- Flag of Virginia
- Active: 19 April 1861 – 4 October 1862
- Country: Confederate States of America
- Branch: Confederate States Army
- Type: Artillery
- Size: Battery of four field guns
- Nicknames: Henry A. Wise Artillery, Alburtis' Battery, Brown's Battery
- Engagements: American Civil War First Battle of Manassas; Peninsula Campaign Seven Days Battles Battle of Gaines's Mill; ; ; Second Battle of Manassas; Battle of Harpers Ferry; Battle of Antietam;

Commanders
- Notable commanders: Ephraim G. Alburtis James S. Brown

= Wise Artillery =

Confederate States army unit

The Wise Artillery was an artillery unit with the Confederate States Army during the American Civil War.

This unit was distinct from the Wise Legion Artillery which was a battalion formed in the Kanawha Valley in 1861 as part of Brig. Gen. Henry A. Wise's brigade.

Cpt. Ephraim G. Alburtis organized the company in Berkeley County, Virginia, in 1859 in response to John Brown's raid on Harper's Ferry. It was named after then-governor of Virginia, Henry A. Wise. A group of men from this company are seen in a drawing of John Brown's execution as drawn by David Hunter Strother.

The battery was mustered into Confederate service on April 19, 1861 when it was entered as "Co. B" of the 1st Virginia Light Artillery Regiment. It became an independent battery in April of 1862. Many of the men enlisted from Berkeley County, but the battery also included many men from Jefferson, Orange and Frederick counties. It was armed with two 12-pound smoothbore cannon and two 6-pound smoothbore cannon.

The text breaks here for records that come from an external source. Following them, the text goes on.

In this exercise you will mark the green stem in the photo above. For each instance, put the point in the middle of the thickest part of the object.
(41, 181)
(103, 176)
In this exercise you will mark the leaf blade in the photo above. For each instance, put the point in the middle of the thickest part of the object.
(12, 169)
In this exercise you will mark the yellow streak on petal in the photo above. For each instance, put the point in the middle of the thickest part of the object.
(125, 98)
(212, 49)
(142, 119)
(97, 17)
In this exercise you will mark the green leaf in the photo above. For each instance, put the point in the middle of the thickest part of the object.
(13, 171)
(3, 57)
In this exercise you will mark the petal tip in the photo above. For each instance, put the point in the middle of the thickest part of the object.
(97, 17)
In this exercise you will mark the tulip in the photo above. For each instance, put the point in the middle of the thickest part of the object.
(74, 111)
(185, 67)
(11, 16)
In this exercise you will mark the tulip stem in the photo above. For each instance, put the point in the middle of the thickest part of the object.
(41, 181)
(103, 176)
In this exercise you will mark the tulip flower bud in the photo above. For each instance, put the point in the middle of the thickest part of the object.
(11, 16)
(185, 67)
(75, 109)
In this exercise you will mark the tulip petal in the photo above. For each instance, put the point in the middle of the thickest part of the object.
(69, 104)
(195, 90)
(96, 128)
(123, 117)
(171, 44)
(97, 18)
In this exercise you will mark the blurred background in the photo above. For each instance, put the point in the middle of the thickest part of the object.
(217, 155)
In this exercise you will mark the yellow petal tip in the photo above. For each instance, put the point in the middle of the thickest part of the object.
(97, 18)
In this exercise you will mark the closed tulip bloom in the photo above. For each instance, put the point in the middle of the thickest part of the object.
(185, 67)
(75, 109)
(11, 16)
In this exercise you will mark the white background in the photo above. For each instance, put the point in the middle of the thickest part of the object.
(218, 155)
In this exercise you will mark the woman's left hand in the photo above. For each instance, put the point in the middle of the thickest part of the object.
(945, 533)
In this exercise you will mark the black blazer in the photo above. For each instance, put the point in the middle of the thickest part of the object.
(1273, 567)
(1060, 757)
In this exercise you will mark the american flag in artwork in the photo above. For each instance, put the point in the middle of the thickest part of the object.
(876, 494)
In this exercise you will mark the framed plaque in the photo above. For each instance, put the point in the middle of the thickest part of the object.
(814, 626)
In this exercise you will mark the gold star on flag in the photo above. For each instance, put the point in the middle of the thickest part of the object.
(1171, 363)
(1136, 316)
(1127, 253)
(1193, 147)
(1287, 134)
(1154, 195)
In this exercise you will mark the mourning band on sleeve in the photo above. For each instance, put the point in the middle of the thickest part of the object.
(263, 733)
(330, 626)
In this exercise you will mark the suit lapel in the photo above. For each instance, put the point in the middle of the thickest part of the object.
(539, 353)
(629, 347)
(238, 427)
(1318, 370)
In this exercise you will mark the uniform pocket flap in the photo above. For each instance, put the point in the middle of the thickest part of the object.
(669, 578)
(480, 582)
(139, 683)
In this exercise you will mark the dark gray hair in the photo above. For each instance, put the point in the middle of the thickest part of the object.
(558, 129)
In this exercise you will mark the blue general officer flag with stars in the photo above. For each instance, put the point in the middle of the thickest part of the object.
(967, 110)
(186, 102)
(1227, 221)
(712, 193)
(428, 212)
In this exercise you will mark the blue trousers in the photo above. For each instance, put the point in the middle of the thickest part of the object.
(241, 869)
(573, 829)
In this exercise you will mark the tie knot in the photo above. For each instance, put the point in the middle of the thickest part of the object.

Lt. John Pelham was the drillmaster and artillery instructor for the unit, which he joined in June 1861. Their first engagement came at the First Battle of Manassas, where they supported Stonewall Jackson's brigade.

Col. Alburtis resigned in January 1862 due to ill health. 1st Lt. James Brown was elected captain and the battery became known under his name from January to October 1862. As such, they fought in the Seven Days Battles, the Peninsula campaign, Second Battle of Manassas and Antietam, where they repulsed a Union attack at Burnside Bridge.

Wise Special Order #209 effectively ended the unit on Oct. 4, 1862. Capt. Brown had been severely injured at Antietam, and its effective strength was reduced to 48 men, half the strength they had been just four months previous to the Battle of Gaines Mill. Most of the men were reassigned to Eubank's/Taylor's Virginia Battalion or other units of Col. Stephen D. Lee's Battalion of Artillery.